Po dotarciu do pólnocnego końca doliny Brzoskwinki postanowiliśmy sprawdzić, co znajduje się na jej lewym brzegu, czyli przy zachodniej krawędzi wzgórza Popówka. Oto mapa firmy Compass.
Idziemy jeszcze trochę w kierunku północnym mijając po drodze pokręconą brzozę brodawkowatą - Betula pendula.
Wkrótce zobaczyliśmy polanę, częściowo podmokłą ze zdewastowanymi ławkami. Mimo wszystko przez chwilę tutaj odpoczęliśmy.
A to już Brzoskwinka. Po drugiej stronie znajduje się ścieżka, ale w tym miejscu dobrej przeprawy nie było.
Większość z nich ginie w bujnej zieleni. Tutaj są to między innymi modrzewie. Warto wiedzieć, że jest to teren prywatny i widocznie tak być musi.
Przyglądając się jej z bliska widzimy ziarnistą strukturę skały, charakterystyczaną dla wapieni gąbkowych.
W dalszym ciągu podążamy na południe. Wzdłuż ścian nie ma wyrażnych ścieżek, ale dzięki drzewom da się iść.
Do kolejnej skałki docieramy przez tłum młodych klonów zwyczajnych - Acer platanoides.
Zaglądamy teraz do szczeliny. Tutaj u jej wylotu usadowił się dzwonek jednostronny - Campanula rapunculoides.
Teraz mijamy zanokcicę skalną - Asplenium trichomanes.

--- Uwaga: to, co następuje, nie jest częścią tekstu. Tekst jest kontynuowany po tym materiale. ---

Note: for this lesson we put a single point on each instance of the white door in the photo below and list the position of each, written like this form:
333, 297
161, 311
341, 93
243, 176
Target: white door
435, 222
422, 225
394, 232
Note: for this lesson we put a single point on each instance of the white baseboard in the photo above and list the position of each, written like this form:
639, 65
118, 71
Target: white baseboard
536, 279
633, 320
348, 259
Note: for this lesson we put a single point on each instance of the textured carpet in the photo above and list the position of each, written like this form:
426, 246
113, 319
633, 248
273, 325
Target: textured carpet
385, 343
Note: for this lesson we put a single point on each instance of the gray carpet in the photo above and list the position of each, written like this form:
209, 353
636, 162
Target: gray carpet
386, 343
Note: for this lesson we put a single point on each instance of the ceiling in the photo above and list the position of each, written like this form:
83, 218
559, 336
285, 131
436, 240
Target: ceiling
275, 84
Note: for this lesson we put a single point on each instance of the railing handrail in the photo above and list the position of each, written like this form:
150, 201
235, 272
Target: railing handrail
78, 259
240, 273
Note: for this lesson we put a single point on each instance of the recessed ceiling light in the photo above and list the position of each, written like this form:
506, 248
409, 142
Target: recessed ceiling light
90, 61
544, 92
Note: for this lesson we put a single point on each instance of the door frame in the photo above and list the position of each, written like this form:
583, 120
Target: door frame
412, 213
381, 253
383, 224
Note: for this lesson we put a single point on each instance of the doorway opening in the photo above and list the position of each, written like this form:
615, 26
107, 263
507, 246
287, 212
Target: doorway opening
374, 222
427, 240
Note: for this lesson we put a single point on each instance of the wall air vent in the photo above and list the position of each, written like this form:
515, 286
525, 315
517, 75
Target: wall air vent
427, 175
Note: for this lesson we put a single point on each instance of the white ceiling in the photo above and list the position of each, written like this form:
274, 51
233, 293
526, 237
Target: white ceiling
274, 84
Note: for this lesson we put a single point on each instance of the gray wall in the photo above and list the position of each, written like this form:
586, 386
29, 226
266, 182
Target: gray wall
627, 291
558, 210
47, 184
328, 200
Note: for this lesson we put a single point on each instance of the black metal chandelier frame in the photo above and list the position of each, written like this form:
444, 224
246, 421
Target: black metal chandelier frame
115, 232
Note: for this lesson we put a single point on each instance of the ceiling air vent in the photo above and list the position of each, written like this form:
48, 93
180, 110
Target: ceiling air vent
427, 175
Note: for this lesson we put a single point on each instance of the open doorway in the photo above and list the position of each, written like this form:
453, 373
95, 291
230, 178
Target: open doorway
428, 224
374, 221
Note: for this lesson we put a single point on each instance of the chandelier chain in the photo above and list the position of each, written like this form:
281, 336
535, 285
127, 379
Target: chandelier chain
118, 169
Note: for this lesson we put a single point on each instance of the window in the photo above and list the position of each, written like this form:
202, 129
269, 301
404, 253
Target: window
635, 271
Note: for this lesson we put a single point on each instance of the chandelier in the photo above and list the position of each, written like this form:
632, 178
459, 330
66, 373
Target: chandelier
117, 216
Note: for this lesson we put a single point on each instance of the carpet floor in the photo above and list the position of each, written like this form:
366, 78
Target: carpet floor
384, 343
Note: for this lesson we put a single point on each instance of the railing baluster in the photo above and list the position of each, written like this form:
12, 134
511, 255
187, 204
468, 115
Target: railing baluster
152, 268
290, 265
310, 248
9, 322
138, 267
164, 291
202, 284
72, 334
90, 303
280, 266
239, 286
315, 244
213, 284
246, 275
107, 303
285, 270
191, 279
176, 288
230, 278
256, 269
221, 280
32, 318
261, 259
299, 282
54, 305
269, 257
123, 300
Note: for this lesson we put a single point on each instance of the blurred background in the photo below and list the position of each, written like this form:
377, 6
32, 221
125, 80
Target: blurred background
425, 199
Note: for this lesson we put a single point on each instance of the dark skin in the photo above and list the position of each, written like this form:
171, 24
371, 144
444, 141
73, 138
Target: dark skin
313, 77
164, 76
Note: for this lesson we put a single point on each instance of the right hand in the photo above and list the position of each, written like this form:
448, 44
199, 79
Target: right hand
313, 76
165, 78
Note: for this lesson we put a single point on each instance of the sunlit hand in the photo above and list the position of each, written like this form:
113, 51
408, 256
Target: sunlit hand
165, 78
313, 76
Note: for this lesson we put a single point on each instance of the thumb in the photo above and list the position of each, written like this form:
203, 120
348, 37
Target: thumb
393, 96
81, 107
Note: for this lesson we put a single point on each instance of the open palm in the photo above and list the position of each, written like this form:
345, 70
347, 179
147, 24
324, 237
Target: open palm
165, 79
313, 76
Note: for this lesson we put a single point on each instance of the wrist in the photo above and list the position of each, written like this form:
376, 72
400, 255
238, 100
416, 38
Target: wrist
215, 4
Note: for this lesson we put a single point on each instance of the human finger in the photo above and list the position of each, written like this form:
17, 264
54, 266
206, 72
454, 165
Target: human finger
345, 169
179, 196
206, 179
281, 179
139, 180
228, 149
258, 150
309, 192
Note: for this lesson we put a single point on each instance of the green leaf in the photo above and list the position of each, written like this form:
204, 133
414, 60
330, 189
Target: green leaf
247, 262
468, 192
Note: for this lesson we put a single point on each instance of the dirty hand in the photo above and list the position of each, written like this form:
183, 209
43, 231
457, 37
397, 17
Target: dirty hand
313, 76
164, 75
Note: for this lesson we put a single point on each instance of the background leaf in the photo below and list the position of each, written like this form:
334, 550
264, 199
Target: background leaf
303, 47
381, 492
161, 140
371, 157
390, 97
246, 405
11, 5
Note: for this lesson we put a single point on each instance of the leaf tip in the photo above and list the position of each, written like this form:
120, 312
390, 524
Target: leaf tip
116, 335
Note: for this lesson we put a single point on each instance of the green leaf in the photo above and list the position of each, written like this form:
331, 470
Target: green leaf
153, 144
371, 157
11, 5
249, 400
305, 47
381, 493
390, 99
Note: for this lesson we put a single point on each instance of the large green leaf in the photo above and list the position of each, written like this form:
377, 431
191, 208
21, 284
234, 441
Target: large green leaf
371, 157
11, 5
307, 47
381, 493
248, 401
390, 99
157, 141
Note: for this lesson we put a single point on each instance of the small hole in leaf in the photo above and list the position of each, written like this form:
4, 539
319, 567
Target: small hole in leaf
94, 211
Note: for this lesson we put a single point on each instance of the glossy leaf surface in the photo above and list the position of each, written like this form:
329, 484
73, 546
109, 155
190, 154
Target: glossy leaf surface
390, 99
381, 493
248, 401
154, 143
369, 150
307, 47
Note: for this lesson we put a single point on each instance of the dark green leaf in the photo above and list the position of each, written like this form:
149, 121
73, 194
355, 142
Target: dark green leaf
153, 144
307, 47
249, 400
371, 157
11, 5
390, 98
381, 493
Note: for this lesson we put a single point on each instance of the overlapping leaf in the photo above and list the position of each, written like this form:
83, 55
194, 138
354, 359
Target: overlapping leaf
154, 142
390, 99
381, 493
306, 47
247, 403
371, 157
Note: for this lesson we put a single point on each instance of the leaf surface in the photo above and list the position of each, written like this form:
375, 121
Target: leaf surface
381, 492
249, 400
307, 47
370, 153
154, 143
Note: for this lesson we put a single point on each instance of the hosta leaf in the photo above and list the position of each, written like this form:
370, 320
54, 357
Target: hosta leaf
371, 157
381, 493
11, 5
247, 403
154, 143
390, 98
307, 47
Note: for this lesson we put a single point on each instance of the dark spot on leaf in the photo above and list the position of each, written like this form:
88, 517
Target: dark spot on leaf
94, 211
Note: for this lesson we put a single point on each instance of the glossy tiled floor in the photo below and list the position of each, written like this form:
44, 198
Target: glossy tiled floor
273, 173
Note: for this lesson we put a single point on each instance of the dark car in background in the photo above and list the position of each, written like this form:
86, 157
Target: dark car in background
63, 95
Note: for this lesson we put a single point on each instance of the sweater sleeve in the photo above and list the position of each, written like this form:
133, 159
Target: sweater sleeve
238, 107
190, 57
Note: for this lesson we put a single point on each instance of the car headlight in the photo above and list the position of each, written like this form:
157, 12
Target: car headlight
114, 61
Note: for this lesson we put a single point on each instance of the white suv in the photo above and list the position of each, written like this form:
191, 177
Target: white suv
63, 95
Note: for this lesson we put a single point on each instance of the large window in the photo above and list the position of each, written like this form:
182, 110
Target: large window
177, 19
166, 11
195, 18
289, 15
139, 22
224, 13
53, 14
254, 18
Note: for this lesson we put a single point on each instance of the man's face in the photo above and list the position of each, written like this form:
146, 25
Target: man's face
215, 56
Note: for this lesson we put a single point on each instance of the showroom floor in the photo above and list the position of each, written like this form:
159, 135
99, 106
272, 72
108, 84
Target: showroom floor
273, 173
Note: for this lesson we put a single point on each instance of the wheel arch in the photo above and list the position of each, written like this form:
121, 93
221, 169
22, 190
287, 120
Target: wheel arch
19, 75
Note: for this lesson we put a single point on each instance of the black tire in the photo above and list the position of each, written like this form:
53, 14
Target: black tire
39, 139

Ponieważ dalej iść się nie dało zastanawialiśmy się nad mozliwością przeprawy na prawy brzeg Broskwinki. W nagorszym wypadku byłby to powrót do punktu wyjścia. Okazało się, że jest kładka. Zanim do niej doszliśmy, przy okazji na łące obejrzeliśmy klinopodium pospolite - Clinopodium vulgare.